Als de liturgische kalender ons leidt naar dit deel van de brief aan de Hebreeën, hebben wij de kans onszelf en onze gemeenten er weer bewust van te maken welke gevaren er dreigen door het opgeven van vertrouwen. Een leven zonder vertrouwen gaat snel aan een door God gewilde bestemming voorbij. Een leven zonder vertrouwen zet zijn toekomst op het spel. Waar het vertrouwen verloren gaat, gaat ook het geloof in de beloftes van God verloren, waarin de in het bijbelwoord beschreven beloning verborgen is.

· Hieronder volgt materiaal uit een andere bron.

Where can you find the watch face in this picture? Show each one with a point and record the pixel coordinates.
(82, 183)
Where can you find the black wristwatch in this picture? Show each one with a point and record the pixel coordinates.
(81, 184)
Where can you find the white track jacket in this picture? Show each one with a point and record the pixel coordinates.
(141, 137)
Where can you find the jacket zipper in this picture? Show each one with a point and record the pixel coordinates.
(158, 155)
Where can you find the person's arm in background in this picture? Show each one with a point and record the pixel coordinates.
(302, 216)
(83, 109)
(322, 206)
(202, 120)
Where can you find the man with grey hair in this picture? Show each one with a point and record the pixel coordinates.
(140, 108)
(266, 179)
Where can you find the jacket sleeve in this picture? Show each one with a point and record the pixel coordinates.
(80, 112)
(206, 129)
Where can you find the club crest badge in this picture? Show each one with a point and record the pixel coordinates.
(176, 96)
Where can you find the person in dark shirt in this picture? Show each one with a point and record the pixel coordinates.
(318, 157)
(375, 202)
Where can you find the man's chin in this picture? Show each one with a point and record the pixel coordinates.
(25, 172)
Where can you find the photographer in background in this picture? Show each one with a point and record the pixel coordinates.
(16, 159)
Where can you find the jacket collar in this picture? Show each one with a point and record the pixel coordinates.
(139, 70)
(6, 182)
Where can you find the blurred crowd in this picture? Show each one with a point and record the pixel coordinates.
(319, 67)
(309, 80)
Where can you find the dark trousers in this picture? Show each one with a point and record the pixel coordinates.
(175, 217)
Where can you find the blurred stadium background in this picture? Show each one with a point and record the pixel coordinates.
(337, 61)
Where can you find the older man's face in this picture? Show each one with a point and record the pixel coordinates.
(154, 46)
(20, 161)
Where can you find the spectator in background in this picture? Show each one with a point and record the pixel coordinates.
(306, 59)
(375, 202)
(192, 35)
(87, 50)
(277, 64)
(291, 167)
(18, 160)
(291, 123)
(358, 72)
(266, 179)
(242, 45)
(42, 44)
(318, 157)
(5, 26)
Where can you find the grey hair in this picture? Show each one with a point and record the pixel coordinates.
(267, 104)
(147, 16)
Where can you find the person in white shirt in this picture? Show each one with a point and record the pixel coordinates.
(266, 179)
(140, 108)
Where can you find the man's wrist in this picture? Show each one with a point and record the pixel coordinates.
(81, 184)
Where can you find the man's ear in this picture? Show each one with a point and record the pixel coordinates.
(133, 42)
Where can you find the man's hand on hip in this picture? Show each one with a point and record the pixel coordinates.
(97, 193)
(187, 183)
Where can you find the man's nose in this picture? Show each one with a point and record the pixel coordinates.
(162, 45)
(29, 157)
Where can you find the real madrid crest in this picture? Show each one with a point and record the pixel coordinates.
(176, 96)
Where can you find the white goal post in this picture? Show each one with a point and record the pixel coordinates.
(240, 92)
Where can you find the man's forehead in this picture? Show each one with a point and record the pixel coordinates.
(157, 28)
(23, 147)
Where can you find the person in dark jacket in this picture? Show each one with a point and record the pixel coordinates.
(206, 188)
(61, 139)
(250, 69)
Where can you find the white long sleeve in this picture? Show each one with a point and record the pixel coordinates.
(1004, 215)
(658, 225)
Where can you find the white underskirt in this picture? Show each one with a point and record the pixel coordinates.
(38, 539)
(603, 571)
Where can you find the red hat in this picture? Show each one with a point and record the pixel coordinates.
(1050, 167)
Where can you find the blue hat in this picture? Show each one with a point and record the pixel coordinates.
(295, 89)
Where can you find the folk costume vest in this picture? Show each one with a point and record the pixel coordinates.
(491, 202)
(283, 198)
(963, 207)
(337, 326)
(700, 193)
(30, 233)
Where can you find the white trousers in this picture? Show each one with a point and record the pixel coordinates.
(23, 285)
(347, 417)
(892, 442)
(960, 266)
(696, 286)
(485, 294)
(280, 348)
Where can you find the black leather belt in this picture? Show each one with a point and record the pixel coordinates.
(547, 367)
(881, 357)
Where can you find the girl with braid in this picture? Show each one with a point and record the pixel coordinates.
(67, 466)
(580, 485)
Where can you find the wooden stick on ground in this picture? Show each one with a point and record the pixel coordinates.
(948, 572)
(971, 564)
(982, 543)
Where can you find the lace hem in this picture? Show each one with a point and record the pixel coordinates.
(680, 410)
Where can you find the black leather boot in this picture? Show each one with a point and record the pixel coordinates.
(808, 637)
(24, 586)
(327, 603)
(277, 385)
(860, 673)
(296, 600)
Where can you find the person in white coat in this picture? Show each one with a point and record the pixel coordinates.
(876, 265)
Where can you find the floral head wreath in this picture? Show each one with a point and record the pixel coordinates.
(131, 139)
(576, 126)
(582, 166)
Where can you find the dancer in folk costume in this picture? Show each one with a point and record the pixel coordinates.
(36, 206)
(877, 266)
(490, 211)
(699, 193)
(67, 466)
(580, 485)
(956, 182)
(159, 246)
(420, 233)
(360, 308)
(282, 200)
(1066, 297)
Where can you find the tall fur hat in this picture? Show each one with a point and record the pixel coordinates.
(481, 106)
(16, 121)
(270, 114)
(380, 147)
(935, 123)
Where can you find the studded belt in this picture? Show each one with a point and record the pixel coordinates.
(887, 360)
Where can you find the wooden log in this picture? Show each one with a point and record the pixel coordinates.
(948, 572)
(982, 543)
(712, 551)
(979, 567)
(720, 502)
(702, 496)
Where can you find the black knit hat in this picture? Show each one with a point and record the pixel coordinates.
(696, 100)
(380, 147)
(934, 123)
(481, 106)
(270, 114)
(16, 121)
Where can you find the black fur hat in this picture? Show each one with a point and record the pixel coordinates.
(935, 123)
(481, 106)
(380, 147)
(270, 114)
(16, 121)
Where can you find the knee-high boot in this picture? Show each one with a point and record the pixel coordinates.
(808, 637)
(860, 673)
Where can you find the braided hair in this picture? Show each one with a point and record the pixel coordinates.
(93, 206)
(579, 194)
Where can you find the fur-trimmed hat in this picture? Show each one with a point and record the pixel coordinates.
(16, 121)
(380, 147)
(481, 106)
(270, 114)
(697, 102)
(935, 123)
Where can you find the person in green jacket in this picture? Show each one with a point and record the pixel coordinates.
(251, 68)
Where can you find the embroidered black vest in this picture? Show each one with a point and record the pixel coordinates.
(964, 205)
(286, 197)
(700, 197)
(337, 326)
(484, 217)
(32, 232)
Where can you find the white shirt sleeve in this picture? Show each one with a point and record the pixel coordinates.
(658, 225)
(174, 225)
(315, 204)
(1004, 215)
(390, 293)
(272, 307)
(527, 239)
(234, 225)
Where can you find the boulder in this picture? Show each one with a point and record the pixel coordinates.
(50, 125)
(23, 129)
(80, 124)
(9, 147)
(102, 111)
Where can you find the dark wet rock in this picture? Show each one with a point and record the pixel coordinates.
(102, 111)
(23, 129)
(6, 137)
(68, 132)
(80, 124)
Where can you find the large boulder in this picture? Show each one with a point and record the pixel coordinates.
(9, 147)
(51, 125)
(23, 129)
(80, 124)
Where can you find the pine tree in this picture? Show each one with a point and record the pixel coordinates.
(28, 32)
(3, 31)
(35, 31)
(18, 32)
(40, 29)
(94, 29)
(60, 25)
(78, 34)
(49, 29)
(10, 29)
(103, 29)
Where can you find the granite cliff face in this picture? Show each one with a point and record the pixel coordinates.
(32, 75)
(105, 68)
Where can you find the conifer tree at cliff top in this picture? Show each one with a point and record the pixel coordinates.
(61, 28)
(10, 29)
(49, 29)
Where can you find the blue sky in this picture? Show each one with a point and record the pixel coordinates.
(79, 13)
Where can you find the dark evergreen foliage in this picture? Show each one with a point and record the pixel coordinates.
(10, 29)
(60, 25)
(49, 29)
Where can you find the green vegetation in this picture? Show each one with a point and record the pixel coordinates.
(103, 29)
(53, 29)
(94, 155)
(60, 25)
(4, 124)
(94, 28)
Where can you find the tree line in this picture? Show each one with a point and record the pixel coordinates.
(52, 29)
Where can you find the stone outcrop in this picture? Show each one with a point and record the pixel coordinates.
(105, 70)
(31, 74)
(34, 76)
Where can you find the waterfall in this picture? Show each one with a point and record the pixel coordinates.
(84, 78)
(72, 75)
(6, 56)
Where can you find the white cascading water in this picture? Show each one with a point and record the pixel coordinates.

Tot slot nog enige opmerkingen:
– Wie geen vertrouwen in zijn medemensen heeft, maakt zichzelf iets wijs, als hij gelooft vertrouwen in Jezus Christus te hebben. Jezus zelf heeft steeds weer duidelijk gemaakt dat Hij in de mensen is te vinden. “Dan zul je begrijpen dat Ik in mijn Vader ben, dat jullie in Mij zijn en dat Ik in jullie ben.” (Johannes 14:20): “…alles wat jullie gedaan hebben voor een van de onaanzienlijksten van mijn broeders of zuster, dat hebben jullie ook voor Mij gedaan.” (Matteüs 25:40); of ook de gelijkenis van de barmhartige Samaritaan, … Niet voor niets gebiedt Hij zijn discipelen, dat zij elkaar moeten liefhebben – hoe zal dat zonder vertrouwen mogelijk zijn?
– De beloning van het vertrouwen heeft niet alleen betrekking op de eeuwigheid, maar ook op ons aardse leven. Een leven in het vertrouwen op God toont Jezus bijvoorbeeld in de Bergrede en met name de zaligsprekingen zeggen dat de beloning niet pas in de eeuwigheid plaatsvindt, maar direct, hier en nu. Matt 5 “Zalig zijn, 3 ‘Gelukkig wie nederig van hart zijn, want voor hen is het koninkrijk van de hemel. 4 Gelukkig de treurenden, want zij zullen getroost worden. 5 Gelukkig de zachtmoedigen, want zij zullen het land bezitten. 6 Gelukkig wie hongeren en dorsten naar gerechtigheid, want zij zullen verzadigd worden. 7 Gelukkig de barmhartigen, want zij zullen barmhartigheid ondervinden. 8 Gelukkig wie zuiver van hart zijn, want zij zullen God zien. 9 Gelukkig de vredestichters, want zij zullen kinderen van God genoemd worden. 10 Gelukkig wie vanwege de gerechtigheid vervolgd worden, want voor hen is het koninkrijk van de hemel. ….” Een leven in vertrouwen maakt al hier en nu een innige, zegenrijke gemeenschap onder elkaar en met Jezus Christus mogelijk.
-Als wij erover nadenken hoe wij vertrouwen kunnen versterken, is er voor volgelingen van Christus in het algemeen en voor tot de dienst geroepen medewerkers en zielzorgers in het bijzonder, naast de uitwerkingen voor het eigen leven, de verantwoordelijkheid voor de mensen, die Jezus Christus wil redden. Concreet wordt ons gevraagd of ons gedrag bijdraagt aan het scheppen van een cultuur en sfeer in onze omgeving, in onze gemeenten en in de kerk van Christus, waarin mensen verloren vertrouwen terug kunnen vinden en aangetast vertrouwen kunnen versterken.